Oppure potevi scrivere lunghi messaggi-lettere a tuo fratello, benché lo vedessi tutti i giorni, se volevi spiegargli qualcosa di intimo, personale, e ti vergognavi a dirlo a voce. Fu così che lo informasti di quello strano mistero della masturbazione e della eiaculazione, che ti si era rivelato, dopo alcune prove infruttuose, nel cessetto di servizio, in piedi, davanti allo squadrato profilo della lavatrice, in funzione, borbottante tremante flottante e a un pezzo di muro piastrellato di bianco con un doppio adesivo di Minnie col tutù e di Pippo appiccicati sopra che attiravano irresistibilmente la tua attenzione, accidenti, tu provavi a evocare qualche immagine più erotica del culetto di Minnie che balenava sotto al gonnellino del tutù, ma niente! – lui, senza commentare nulla, ti condusse nella camera dei tuoi. Tu lo guardavi senza capire, con una sensazione di disagio dentro che cresceva a misura ch’egli agiva su quel letto matrimoniale, che aveva rassettato poco prima (svolgeva lui questo compito, quando non veniva la donna), svelandone le lenzuola sotto le coltri, sporcate da una grossa macchia giallognola quasi a forma di cuore. “Ecco, vedi, quel cuore è lo sperma di papà. Che schifo, eh, bleah! Sai perché è giallo, per il fumo!, e perché sennò? Il tuo non è bianco?”

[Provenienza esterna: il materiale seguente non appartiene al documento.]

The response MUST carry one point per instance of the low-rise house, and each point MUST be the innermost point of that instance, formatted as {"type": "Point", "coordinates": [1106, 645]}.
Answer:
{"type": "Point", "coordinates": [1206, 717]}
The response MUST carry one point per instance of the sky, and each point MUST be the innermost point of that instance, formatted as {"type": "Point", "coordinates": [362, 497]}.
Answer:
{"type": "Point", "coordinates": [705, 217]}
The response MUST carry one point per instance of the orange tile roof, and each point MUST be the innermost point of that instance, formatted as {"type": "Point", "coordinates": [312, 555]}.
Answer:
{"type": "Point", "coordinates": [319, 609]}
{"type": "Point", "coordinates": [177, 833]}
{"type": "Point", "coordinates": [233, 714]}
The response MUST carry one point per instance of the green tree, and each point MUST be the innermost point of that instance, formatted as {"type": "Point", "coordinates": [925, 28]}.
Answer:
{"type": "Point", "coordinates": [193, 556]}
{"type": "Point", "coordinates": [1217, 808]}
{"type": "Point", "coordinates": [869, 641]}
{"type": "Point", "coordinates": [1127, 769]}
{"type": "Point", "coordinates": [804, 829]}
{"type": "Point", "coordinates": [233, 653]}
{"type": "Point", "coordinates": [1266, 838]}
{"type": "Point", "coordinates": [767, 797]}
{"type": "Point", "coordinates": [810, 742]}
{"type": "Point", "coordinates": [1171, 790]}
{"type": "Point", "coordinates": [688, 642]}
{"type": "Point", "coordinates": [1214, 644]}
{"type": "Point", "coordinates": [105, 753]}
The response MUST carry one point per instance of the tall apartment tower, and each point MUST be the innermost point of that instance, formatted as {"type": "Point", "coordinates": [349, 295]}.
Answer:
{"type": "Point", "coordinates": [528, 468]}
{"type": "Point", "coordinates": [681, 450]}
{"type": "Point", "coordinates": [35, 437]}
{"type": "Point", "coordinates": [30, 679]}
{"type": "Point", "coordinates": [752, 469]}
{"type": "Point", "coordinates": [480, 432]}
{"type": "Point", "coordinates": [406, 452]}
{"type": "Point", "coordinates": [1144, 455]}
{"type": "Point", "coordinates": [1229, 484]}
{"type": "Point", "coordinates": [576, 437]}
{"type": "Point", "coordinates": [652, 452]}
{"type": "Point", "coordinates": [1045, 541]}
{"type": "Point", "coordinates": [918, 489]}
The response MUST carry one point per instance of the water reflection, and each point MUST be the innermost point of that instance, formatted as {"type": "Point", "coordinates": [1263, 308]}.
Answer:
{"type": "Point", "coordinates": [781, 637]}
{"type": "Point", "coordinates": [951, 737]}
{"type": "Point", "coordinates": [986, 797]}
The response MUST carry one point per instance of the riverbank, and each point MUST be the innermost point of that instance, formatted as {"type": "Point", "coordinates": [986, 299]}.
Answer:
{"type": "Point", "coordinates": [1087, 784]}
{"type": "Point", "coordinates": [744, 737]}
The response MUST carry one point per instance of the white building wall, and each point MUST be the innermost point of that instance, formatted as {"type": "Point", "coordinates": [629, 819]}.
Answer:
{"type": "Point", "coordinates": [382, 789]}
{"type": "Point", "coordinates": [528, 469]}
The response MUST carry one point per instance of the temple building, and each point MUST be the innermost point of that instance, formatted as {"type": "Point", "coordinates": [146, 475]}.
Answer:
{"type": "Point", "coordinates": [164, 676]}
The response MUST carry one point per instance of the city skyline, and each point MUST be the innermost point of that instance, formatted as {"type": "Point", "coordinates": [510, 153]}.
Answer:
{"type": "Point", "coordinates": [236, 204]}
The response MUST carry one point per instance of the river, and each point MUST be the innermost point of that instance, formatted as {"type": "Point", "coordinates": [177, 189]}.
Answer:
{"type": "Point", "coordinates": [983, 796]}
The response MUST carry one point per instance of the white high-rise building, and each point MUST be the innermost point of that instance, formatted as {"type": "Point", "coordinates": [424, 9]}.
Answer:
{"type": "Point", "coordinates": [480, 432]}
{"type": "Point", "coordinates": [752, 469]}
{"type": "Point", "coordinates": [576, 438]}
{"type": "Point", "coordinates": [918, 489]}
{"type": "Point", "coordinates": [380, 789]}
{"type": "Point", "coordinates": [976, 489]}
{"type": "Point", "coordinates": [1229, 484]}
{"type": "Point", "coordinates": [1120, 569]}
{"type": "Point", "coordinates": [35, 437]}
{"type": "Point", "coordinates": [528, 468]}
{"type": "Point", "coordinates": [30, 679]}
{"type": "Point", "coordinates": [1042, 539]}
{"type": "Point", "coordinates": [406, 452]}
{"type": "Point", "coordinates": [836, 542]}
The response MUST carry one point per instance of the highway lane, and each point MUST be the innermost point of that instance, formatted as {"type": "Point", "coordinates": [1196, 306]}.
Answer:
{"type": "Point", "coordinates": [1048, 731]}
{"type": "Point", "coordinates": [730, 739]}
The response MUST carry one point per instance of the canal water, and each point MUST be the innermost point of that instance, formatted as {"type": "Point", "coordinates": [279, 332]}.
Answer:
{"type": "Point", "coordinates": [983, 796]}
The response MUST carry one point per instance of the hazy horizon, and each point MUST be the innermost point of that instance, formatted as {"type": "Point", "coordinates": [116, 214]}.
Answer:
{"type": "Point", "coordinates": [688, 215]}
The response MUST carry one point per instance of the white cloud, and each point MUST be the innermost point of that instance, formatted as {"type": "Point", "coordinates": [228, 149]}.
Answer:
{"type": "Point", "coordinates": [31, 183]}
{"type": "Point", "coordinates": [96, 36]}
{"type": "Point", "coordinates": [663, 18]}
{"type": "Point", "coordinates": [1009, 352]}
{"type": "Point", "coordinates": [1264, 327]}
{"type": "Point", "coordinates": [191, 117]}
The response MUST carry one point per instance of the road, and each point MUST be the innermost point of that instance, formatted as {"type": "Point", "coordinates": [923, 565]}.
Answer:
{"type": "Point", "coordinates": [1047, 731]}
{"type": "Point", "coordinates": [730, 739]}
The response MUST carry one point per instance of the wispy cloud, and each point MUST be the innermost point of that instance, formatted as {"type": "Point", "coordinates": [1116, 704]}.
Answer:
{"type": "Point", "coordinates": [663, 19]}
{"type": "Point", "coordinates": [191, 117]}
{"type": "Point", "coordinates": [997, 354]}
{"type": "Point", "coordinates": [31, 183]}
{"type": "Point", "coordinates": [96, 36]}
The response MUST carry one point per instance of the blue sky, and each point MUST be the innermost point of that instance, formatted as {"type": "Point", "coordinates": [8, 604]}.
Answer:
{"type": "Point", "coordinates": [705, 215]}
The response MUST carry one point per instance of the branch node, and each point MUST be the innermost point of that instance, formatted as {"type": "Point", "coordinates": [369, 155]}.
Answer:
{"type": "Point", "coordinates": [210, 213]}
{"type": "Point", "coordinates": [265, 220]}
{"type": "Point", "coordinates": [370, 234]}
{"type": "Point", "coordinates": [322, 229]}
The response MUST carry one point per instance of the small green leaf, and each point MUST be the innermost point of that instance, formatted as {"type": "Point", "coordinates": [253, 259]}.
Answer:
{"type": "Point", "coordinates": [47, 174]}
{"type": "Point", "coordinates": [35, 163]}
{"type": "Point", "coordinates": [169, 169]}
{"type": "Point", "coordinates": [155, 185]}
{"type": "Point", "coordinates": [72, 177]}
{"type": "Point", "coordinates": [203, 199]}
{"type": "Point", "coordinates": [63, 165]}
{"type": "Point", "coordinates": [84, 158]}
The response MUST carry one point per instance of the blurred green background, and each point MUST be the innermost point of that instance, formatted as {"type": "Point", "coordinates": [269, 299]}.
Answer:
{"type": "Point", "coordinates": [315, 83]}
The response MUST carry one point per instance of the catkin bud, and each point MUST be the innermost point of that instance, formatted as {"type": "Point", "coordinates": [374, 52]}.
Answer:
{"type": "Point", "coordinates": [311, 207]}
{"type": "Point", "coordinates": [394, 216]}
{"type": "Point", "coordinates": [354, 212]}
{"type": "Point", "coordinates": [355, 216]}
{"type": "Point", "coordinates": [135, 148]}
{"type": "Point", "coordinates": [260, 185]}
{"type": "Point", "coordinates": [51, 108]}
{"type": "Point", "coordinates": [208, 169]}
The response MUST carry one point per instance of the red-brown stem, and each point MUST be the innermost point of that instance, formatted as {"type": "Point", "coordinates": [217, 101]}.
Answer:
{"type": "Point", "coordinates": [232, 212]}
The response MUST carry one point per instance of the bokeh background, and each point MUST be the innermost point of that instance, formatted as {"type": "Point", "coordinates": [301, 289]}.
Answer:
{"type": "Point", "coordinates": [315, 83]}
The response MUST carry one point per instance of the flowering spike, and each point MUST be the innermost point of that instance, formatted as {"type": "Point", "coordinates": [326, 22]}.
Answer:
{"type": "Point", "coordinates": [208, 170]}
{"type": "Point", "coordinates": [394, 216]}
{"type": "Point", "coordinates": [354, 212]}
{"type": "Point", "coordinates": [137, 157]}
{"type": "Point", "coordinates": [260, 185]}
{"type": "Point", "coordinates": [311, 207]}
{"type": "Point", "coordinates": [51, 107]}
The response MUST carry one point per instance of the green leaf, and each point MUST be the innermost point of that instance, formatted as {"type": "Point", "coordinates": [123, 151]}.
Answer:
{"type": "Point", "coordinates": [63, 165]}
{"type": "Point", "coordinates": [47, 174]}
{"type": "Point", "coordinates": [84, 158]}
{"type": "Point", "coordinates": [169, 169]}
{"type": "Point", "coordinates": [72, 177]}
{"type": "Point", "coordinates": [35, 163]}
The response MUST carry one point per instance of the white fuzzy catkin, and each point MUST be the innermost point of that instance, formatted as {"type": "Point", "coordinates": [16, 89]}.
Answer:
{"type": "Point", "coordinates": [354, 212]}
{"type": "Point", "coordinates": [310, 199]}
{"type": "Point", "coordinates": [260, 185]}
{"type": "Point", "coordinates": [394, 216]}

“Sì, bianco, ma poco e denso, una pasta, una bava appiccicosa, te l’ho scritto…”
“Mentre questo è giallo… E tanto… guarda quanto!” fece sollevando un lembo del lenzuolo. Quella scoperta, condita dalle parole insolitamente crude disturbanti di tuo fratello ti fece male. Ti portasti dietro una sensazione strana, di colpa, di vergogna, di umiliazione, forse appena addolcita dalla forma a cuore della patacca, a immaginare i tuoi in quelle faccende affaccendati.